I mean they opened fire upon a BOP as soon as it de-cloaked without actually waiting to see whether they armed their weapons or tried to establish contact.
I swear, do some people actually watch the movies...
The Search for Spock said:SULU: Klingon Bird of Prey, sir! She's arming torpedoes!
That line was given as the ship decloaked.
What exactly would be Kirk's reason to wait and communicate with the Klingons? They are unable to contact the Grissom and the Bird-of-Prey is arming weapons as she's decloaking.
Woops! It's seems that I forgot that particular piece of dialogue.
Of course, my problem with that scene is the fact that Kirk doesn't immediately raise shields (torpedoes would be useless against full strength shields) as the BOP decloaks, in fact why didn't Scotty or Sulu (who were pretty much handling everything except comms and science) have one of their respective fingers on the shields button during the whole "is it a cloaked ship or a subspace distortion" debate?
Anyway, it just adds to the idea that Kirk and co. weren't thinking clearly, it was only a few weeks ago that they were caught out by not raising their shields at the first sign of trouble. The worst thing that could have happened was the shields would not raise and everything would go to hell like it did anyway, the conversation with Kruge would still happen (because of his ego - "take prisoners, screw the usual practice of destroying any and all enemies") and the Enterprise crew would still formulate the self-destruct plan - again I refer you all to the incredible missed opportunity that they had to beam the entire Klingon crew to somewhere where they wouldn't be a problem like Space or a volcano on Genesis, or perhaps the Enterprise brig? (for those of you still convinced that Kirk and co. were doing things the "Starfleet" way, despite the fact they all decided to murder most of the Klingon crew by blowing up the Enterprise).
It's really out of character and we all know that the reason that things went this way was because the Enterprise needed to be destroyed and somebody felt that Kirk and the villain needed to have a physical encounter because it was absent from TWOK.

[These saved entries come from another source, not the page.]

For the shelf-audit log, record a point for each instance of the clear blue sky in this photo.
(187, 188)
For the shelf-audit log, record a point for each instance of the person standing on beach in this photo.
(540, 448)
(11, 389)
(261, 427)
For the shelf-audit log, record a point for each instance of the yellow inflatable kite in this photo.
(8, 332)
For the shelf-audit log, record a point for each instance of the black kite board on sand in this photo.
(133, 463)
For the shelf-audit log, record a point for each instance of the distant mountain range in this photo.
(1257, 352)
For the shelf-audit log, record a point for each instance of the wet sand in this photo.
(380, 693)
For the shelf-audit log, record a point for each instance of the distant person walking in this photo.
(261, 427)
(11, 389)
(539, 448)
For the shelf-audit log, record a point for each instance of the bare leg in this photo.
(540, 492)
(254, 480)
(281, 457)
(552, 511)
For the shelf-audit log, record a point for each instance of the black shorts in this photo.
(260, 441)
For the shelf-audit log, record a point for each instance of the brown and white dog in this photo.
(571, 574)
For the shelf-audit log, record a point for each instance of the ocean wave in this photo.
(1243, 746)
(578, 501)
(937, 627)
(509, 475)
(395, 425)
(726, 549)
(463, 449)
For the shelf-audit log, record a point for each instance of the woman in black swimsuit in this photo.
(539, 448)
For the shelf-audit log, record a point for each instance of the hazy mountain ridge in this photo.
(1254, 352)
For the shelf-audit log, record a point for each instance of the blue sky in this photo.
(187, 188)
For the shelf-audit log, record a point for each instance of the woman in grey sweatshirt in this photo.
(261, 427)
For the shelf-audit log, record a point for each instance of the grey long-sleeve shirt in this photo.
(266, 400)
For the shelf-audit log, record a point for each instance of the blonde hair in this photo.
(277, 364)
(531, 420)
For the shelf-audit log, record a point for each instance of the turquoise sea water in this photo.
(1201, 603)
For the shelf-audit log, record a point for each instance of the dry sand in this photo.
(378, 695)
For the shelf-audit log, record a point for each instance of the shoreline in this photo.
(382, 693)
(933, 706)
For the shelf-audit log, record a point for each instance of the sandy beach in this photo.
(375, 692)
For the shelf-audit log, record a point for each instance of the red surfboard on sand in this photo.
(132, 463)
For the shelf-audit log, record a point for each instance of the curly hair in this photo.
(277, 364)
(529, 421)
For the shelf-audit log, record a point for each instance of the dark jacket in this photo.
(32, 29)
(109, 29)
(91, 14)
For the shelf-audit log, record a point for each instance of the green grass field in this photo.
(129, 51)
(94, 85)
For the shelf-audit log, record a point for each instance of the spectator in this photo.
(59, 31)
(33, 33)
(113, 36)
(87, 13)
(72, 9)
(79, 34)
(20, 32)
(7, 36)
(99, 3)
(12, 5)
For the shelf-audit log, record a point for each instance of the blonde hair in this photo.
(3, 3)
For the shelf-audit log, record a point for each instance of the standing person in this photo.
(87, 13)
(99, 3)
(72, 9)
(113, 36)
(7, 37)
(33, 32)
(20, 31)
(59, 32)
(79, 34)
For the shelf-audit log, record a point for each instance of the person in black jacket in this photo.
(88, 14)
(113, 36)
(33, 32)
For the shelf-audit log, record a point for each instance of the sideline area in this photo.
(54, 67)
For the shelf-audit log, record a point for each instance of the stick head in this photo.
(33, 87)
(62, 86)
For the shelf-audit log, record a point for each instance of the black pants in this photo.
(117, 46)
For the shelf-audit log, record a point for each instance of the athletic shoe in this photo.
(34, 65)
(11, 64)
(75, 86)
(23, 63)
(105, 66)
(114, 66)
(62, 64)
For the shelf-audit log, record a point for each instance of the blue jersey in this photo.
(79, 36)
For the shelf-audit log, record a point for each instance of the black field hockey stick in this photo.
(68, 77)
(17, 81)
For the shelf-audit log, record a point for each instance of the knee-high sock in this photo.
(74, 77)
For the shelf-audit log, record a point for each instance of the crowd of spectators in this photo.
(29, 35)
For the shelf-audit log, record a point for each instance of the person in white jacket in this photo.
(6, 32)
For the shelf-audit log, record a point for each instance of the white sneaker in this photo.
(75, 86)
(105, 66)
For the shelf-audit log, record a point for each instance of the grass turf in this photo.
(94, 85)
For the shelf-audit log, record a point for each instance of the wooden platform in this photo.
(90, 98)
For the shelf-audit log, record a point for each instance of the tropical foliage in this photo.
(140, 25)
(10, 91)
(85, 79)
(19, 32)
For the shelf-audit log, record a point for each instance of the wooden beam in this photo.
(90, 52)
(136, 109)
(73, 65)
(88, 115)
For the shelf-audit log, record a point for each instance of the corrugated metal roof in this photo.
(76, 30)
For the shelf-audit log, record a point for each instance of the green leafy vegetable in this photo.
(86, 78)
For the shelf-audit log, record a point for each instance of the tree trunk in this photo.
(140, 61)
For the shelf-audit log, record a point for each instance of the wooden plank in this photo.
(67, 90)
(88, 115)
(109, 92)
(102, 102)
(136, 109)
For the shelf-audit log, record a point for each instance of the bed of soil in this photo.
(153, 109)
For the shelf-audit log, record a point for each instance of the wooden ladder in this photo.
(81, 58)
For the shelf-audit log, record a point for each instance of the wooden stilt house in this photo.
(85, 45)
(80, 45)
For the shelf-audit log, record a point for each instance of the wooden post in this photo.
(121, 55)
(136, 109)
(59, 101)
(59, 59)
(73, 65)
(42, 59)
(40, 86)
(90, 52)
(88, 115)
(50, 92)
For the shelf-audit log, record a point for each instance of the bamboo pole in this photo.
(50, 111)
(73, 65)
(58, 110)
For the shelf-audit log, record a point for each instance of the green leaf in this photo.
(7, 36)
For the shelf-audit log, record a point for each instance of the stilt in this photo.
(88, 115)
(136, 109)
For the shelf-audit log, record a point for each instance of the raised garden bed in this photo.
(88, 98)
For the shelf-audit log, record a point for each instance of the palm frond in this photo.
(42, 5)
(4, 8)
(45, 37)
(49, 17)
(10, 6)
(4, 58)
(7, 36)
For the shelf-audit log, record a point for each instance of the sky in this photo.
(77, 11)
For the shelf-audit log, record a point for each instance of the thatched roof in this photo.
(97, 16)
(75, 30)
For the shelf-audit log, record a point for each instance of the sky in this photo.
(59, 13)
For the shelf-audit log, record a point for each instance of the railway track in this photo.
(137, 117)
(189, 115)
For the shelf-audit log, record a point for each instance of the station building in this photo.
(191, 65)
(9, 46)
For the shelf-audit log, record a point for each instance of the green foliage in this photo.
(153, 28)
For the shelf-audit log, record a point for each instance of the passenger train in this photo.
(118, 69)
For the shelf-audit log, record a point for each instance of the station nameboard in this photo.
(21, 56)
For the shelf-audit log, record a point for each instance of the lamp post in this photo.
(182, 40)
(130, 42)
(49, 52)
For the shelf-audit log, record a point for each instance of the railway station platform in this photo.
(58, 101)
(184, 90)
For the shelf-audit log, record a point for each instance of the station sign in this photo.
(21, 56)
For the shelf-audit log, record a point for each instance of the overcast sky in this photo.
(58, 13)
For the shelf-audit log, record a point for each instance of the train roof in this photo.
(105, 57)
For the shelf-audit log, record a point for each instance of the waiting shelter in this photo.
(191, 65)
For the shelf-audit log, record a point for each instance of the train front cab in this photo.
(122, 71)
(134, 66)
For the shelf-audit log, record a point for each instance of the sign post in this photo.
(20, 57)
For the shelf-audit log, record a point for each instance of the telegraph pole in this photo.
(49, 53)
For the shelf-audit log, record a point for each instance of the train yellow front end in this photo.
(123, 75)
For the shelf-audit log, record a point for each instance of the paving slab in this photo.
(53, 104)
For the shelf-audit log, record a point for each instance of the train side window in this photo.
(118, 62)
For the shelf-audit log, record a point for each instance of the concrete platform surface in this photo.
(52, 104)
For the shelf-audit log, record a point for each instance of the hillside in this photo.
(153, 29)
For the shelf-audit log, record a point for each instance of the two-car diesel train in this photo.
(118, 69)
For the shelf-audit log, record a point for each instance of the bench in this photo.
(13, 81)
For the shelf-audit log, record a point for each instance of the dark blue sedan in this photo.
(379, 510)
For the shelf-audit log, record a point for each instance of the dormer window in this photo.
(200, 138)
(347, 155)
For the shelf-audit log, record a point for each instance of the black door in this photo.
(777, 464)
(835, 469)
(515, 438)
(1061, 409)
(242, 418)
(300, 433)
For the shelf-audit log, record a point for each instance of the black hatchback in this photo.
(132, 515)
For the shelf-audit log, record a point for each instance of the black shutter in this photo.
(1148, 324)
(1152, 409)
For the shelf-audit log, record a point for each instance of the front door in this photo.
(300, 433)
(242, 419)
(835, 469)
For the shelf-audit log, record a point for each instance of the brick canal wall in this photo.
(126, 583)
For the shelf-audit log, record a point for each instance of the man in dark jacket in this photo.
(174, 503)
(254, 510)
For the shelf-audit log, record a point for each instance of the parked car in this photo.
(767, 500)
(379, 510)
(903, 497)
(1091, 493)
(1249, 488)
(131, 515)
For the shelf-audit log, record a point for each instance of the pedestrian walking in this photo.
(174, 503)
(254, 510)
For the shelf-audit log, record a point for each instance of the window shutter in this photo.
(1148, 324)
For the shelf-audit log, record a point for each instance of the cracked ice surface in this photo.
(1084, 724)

In terms of the morality of it all, Kirk did say that to Kruge that "your presence here is an act of war" where the usual rules don't apply, he was also left with a clapped out starship a limited crew with an average age of 50 and plenty of reasons to believe that they would all be executed upon allowing the Klingon crew aboard. With resources limited, a hostile force about to descend upon you and the very real possibility that your life and the lives of your friends are about come to an end - you would jump at any opportunity in which to break out of this predicament. It just so happened that Kirk ignored the first and most obvious opportunity (and easily the most efficient).
One, it's not a crime to attack someone who clearly is going to attack you. Two, there were five of them on the ship. Getting into a shooting match wasn't the ideal choice. Kirk made the right move by luring them into weapons range and getting in the first hit when they decloaked.
If the Klingons were there peacefully they wouldn't be cloaked, they wouldn't destroy Grissom, and I honestly don't see how you can defend them not being treated as the villains they were in this movie.
As for your suggestion of raising shields? Did you not watch the movie? They tried that and they didn't work. The computer automation systems overloaded. Let's suppose Kirk did follow your suggestion. Not only would that have alerted the Klingons that they were detected, but if they failed the Klingons would have gotten in the first shot and crippled them. As it happened the ship running on automation was crippled anyways.